La postérité, qui est curieuse de tous les détails de l’histoire des hommes illustres, mais qui ne l’est pas à la manière des contemporains, pour l’amour des anecdotes et par le goût du scandale, appréciera comme elle le mérite cette Biographie si sagement conçue et si discrètement écrite. Elle y saisira, elle y suivra avec une douce émotion les traces d’un caractère qui a si fort tranché, dans ce siècle-ci, sur les vanités et les ambitieuses faiblesses de la plupart des écrivains de premier ordre.

Mais ce n’était pas à un volume de ce genre que s’attendaient les curieux, qui, au lendemain de la mort de Béranger, recueillaient, de toutes parts, avec impatience, les plus frêles souvenirs de son existence. On pensait que le dictionnaire historique, promis par Béranger dans sa Préface de 1833, avait été exécuté par lui, et qu’on y trouverait, comme dans une galerie de peinture toute pleine de chefs-d’œuvre des maîtres, la série des meilleurs portraits de nos célébrités contemporaines.
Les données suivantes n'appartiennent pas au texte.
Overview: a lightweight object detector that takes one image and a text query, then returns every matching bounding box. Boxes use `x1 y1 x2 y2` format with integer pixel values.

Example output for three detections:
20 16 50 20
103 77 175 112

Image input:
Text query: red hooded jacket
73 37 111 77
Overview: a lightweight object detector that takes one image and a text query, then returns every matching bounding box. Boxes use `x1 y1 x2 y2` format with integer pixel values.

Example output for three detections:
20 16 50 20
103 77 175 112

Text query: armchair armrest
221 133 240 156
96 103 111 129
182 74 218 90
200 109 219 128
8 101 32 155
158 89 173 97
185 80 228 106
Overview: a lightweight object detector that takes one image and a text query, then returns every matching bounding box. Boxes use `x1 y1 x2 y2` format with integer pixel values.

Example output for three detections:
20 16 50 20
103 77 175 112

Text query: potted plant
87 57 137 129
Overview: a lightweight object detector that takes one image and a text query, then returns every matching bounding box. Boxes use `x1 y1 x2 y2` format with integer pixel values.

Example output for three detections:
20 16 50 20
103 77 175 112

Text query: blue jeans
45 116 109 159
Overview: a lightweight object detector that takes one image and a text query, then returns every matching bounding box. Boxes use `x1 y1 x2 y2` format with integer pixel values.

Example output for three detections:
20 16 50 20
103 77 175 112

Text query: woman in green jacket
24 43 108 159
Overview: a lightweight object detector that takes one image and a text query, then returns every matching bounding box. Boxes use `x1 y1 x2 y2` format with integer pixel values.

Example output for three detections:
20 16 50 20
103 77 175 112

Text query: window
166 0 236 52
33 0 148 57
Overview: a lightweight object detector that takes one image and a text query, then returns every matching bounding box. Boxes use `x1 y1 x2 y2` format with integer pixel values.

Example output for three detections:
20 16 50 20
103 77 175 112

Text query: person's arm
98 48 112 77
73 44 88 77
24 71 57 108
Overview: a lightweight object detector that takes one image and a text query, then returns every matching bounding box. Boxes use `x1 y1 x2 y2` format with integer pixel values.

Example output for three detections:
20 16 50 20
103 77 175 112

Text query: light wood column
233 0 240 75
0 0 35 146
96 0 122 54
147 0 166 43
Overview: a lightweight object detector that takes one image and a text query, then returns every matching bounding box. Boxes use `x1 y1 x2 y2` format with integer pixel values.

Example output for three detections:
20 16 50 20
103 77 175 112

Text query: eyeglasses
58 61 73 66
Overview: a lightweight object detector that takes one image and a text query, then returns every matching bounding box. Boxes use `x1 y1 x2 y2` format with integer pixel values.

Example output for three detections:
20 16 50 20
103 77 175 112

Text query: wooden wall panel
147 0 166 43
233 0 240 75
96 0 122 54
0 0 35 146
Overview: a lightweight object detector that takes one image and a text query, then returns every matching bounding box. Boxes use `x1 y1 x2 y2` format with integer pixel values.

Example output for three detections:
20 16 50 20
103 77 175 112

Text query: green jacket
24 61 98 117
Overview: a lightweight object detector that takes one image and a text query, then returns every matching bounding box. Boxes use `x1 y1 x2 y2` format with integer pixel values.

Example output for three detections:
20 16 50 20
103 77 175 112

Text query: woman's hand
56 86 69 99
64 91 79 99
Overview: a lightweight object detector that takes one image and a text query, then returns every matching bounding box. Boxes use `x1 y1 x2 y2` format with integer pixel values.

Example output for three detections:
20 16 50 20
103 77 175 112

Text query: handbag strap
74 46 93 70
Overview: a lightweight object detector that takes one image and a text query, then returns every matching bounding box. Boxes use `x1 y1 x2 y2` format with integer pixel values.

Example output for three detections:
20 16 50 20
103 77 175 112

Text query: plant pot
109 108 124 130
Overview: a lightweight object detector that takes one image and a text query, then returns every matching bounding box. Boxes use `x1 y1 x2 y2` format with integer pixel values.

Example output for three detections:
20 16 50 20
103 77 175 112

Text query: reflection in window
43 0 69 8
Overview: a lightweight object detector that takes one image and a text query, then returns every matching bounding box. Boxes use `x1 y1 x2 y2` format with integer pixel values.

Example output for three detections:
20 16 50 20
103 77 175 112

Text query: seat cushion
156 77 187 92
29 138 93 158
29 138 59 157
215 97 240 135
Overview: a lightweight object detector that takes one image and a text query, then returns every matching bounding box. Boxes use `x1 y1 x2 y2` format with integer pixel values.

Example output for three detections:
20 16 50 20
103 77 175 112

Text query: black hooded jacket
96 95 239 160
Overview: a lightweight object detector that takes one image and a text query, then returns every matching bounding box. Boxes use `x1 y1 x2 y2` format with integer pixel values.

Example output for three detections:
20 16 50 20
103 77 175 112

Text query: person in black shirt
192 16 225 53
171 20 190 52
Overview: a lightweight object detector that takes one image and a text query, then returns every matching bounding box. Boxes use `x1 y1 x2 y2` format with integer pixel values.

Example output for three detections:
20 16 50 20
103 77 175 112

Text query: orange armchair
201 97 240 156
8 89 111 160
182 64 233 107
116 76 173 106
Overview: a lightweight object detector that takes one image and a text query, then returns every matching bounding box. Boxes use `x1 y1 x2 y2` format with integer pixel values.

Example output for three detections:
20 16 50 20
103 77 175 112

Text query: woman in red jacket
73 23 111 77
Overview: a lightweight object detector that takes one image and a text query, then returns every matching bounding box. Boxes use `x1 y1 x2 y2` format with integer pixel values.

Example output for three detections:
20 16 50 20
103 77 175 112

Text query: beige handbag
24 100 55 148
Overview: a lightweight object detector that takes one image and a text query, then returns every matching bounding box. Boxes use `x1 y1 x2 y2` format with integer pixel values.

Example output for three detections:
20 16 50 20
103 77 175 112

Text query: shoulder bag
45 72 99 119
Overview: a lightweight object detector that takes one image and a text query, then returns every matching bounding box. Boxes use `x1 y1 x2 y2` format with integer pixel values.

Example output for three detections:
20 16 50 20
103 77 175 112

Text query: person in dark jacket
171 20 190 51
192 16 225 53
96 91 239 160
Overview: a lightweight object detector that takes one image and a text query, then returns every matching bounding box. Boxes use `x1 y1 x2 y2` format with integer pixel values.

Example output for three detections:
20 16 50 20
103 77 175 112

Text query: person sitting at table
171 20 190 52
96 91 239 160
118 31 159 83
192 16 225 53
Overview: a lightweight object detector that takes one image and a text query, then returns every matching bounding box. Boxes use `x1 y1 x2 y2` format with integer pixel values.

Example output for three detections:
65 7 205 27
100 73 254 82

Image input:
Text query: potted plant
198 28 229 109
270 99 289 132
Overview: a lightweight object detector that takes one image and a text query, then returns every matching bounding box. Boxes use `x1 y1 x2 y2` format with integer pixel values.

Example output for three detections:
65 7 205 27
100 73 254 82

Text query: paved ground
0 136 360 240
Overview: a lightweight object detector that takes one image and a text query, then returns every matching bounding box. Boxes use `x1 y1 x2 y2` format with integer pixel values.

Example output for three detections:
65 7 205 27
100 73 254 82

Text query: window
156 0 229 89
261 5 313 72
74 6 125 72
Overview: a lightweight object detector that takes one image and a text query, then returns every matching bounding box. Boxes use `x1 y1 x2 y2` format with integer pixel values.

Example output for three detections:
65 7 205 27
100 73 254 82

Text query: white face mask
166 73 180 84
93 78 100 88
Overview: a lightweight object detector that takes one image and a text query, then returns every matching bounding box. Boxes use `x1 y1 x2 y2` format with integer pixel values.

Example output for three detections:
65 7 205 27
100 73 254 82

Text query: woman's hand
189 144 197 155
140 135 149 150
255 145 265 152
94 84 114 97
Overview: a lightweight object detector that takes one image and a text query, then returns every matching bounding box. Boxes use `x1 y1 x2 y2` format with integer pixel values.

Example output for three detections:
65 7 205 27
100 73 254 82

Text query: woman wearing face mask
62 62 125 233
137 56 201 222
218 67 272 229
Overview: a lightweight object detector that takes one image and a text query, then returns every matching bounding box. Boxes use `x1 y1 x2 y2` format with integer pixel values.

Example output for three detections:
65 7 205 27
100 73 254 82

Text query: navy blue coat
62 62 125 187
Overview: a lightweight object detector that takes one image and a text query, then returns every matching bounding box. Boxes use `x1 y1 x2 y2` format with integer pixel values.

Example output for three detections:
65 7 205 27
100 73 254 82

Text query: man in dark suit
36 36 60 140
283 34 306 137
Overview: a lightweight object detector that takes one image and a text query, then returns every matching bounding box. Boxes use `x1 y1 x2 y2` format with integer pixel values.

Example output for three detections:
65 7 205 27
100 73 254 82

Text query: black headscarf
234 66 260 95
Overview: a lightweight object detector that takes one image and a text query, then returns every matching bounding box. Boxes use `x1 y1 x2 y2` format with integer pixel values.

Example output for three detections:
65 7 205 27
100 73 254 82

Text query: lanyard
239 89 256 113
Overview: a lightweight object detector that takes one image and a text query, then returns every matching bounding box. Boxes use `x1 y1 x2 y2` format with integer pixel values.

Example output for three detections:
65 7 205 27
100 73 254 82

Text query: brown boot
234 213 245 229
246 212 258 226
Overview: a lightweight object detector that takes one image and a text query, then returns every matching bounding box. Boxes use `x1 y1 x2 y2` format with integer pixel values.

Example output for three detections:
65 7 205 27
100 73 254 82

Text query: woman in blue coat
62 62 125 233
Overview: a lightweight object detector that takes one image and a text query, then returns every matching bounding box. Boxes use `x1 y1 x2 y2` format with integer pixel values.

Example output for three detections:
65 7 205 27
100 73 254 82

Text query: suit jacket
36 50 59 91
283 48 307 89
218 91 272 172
Dans la préface des Dernières Chansons, écrite en 1842, Béranger a dit pourquoi il n’a pas tenu l’engagement qu’il avait cru pouvoir prendre en 1833, au moment où il se retirait de la vie active et du bruit de Paris pour rentrer dans le silence et l’oubli si chers à sa jeunesse.

« Frappé, dit-il, de l’impossibilité d’être toujours suffisamment instruit et par conséquent toujours juste pour les hommes des différentes opinions, soit en raison du pêle-mêle des documents, soit à cause des retours possibles dans des existences non achevées, soit enfin par la faiblesse qu’inspire au peintre son attachement pour quelques-uns de ses modèles, j’ai renoncé à cette tâche pénible et détruit mes premières ébauches.